What it means: This disciplined approach reflects Thoma Bravo's capital allocation priorities, with the firm choosing to deploy significant capital into the new SailPoint (SAIL) position rather than averaging up into existing holdings. The decision to maintain static positions suggests conviction in the existing portfolio weights while preserving capital for the transformative $9B SailPoint investment, which now dominates the portfolio composition.
Trimmed
Thoma Bravo did not reduce any existing positions during Q1 2025, with all six common holdings maintaining unchanged share counts despite mixed performance results.
What it means: The firm's unwillingness to trim positions—even underperformers like N-able (NABL) (down 24%) and MeridianLink (MLNK) (down 10%)—demonstrates Orlando Bravo's long-term conviction in his software portfolio companies and his operational improvement thesis. This patience aligns with Thoma Bravo's private equity-style holding approach, where short-term volatility is viewed as noise rather than signal, and positions are sized for multi-year transformation rather than tactical trading.
Exited
Thoma Bravo did not fully liquidate any positions during Q1 2025.

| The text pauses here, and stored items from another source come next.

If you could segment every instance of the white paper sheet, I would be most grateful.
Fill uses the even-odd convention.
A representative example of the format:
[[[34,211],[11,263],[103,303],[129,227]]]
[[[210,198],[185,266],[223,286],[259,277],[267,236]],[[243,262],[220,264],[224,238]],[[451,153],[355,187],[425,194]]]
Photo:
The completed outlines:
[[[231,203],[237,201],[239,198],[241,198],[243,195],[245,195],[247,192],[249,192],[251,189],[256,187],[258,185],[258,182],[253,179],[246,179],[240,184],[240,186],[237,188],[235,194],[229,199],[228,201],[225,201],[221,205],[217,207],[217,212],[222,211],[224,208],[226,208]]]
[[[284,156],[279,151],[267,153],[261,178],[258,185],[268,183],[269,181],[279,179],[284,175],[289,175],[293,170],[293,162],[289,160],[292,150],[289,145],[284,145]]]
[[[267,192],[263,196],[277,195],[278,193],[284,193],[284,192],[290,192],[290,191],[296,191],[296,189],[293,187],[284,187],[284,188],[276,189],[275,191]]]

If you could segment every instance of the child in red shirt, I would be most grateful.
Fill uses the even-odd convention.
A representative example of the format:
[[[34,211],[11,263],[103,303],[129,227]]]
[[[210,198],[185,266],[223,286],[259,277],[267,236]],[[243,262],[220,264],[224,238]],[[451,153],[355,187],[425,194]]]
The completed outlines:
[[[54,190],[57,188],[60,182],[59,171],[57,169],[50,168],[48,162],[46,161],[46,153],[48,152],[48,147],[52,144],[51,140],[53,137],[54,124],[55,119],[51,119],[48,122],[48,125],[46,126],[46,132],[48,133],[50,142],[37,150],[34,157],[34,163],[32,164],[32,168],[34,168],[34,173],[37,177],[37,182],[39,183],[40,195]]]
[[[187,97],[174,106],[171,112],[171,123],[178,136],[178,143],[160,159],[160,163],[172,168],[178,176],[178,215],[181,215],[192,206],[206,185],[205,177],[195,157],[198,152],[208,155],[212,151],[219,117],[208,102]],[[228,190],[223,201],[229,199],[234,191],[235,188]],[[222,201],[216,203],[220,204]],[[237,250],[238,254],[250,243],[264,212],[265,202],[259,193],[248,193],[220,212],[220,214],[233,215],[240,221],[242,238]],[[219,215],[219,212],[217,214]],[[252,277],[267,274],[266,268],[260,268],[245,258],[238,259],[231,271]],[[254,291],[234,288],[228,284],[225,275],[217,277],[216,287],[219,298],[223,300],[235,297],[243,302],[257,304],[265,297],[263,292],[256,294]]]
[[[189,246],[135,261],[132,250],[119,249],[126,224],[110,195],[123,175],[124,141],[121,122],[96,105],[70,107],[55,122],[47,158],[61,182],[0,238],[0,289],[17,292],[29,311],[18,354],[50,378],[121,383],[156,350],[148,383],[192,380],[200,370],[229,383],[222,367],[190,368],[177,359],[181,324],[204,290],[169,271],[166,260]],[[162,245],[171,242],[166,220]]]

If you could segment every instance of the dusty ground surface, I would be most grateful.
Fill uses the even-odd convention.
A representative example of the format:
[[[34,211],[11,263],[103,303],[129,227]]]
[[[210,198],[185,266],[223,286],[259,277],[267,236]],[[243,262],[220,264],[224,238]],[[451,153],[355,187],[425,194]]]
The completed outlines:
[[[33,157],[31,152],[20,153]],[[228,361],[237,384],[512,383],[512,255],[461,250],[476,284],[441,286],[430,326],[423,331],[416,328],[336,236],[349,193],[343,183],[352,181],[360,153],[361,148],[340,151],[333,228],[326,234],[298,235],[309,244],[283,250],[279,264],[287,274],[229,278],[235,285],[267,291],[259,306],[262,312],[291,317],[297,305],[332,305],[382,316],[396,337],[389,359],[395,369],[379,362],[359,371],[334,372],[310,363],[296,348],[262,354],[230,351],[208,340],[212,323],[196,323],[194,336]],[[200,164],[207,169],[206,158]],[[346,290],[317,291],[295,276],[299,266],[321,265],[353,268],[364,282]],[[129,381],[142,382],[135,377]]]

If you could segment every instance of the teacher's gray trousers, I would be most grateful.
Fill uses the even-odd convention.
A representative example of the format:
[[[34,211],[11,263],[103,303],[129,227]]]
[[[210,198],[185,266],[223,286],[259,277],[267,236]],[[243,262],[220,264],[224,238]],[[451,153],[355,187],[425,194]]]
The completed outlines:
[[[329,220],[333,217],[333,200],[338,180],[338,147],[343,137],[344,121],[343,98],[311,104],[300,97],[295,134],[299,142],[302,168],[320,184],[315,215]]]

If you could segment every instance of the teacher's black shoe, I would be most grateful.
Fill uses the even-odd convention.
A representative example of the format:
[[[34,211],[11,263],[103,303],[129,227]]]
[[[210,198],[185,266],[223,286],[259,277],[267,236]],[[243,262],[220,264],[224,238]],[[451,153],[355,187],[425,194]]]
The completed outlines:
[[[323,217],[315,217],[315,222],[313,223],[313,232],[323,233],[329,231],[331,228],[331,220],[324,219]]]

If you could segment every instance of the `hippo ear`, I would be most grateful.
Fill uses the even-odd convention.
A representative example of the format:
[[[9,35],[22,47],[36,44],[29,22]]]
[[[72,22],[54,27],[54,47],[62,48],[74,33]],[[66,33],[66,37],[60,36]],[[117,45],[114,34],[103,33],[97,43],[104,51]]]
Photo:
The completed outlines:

What it means: The absence of exits reinforces the firm's characteristically low-turnover, high-conviction investment philosophy focused on long-term value creation through operational improvements rather than portfolio rotation strategies.
Disclaimer: All posts are for informational purposes only. They are NOT a recommendation to buy or sell the securities discussed. Please do your own research and due diligence before investing your money.